There is a lot of discussion going around church planting circles about why and how we should approach the issue of “offerings” in our churches – especially where visitors are concerned. It is good for us to ask questions like, “why do we give?”, “when in the service should offering occur?”, and “should we require newcomers to give?”. These are valid questions. How we answer them has direct bearing on how our church is perceived, and ultimately how Christ is reflected. At Thrive, we too have wrestled with these questions – and others.

At Thrive, we do not “require” anyone to give, so no one ought to feel obligated to give – neither the newcomer nor the long-time attender. However, we do believe there are biblical reasons why we should feel compelled to give, so we do ask that people give. However, our emphasis is not on giving “much” but rather giving “well”.

There are two reasons to give to God’s church.

First, God calls us to support the church so that it can do its work. Unfortunately, in this world it does take money to do ministry. From paying the rent to funding outreach programs, money is required to be effective.

“Tithing” is a practice that started in the Old Testament. Leviticus 27:30, Numbers 18:26, and 2 Chronicles 31:5 are just a few of the Old Testament passages that describe the “tithe”, which is described as a “portion” (10%) of your blessings, that belong to God. The “tithe” was used primarily to support the church workers as they carried out the duties of the church, as God commanded them, as a full-time job. In the New Testament, we also see this church-worker support system described (1 Corinthians 16:1-2). However, there is no specific percentage prescribed, as there is in the Old Testament.

There has never been a debate over whether or not people should give to the church – we all should absolutely give to her. However, there has been much debate over how much. At Thrive, we believe that the essence of the purpose behind the “tithe” is not how much one is to give, but rather the heart and motive with which one gives.

The second reason we give is because “giving” to God is an act of worship. It is interesting to note, that from the beginning, “giving” has always been part of the “worship” activities of God’s church. In fact, we first learn of “giving” to God in the story of Cain and Abel, which preceded the rules handed down from God through Moses.
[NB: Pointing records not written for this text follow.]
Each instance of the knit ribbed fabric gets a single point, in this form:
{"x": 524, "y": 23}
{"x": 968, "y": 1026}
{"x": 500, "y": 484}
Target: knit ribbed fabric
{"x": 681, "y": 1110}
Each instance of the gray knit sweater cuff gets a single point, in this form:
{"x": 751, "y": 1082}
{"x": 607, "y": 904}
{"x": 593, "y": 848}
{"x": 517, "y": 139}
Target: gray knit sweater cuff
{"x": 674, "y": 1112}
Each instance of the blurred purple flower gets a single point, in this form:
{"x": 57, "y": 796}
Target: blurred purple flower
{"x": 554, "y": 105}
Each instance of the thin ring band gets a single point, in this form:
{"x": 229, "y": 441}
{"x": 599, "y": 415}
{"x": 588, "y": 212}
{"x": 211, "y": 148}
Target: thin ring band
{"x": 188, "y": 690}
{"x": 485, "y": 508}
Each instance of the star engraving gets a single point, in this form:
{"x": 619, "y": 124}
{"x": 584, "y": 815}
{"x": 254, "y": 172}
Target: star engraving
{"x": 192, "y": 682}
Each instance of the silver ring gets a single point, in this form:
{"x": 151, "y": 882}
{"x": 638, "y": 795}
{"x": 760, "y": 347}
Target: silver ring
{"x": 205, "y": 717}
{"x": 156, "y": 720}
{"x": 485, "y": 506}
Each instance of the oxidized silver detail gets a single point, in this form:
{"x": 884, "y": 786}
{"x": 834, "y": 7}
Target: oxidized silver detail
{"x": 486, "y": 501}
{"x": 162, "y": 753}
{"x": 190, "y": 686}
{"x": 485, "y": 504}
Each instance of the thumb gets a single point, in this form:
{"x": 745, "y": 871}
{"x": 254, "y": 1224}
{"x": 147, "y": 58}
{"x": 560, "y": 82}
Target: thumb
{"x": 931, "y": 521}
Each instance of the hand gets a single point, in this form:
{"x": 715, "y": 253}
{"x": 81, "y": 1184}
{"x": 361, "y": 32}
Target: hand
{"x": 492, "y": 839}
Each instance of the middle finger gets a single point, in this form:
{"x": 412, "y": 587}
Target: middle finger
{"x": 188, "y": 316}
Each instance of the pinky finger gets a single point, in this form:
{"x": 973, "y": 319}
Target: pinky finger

While we could never adequately express our thanks to Him through money, “giving” has always been a way that God gives us to show our love and thanks to Him in a substantive way.

So, we should give, but how much? Well, that is up to you. God does not ask us to give “much”, but rather to give “well”. James 1:5 suggests that we should seek such answers from God, and we agree! In fact, we believe that the underlying motive behind the Old Testament and New Testament approaches to tithe is fundamentally about the motive behind our giving rather than the details surrounding our giving. We believe that the essence of giving is described in the story described in Luke 7:36-50 where a very thankful woman washes Jesus’ feet with her tears, wiping them clean with her hair. This spirit of giving is reinforced by Mark 12:41-44 where we are told of the widow giving her last two coins.

When we give, we must not give out of a sense of obligation. Instead, we give out of a sense of worshipful thanks to God for His provision, mercy, and grace in our lives. What we give should be a reflection of this worshipful thanks. Truly, it is not required that we give “much”, but rather that we give “well”. When the offering plate is passed to you, I pray that you have considered how “well” you are giving.

Newcomer, some churches will tell you that they do not want you to give. Since giving is an act of worship, I dare not prevent you from experiencing worship through giving. Therefore, I will not make such a suggestion. However, since we should never give out of a sense of obligation, I ask that you worshipfully consult the Holy Spirit as you make the decisions of “if” and “how much”.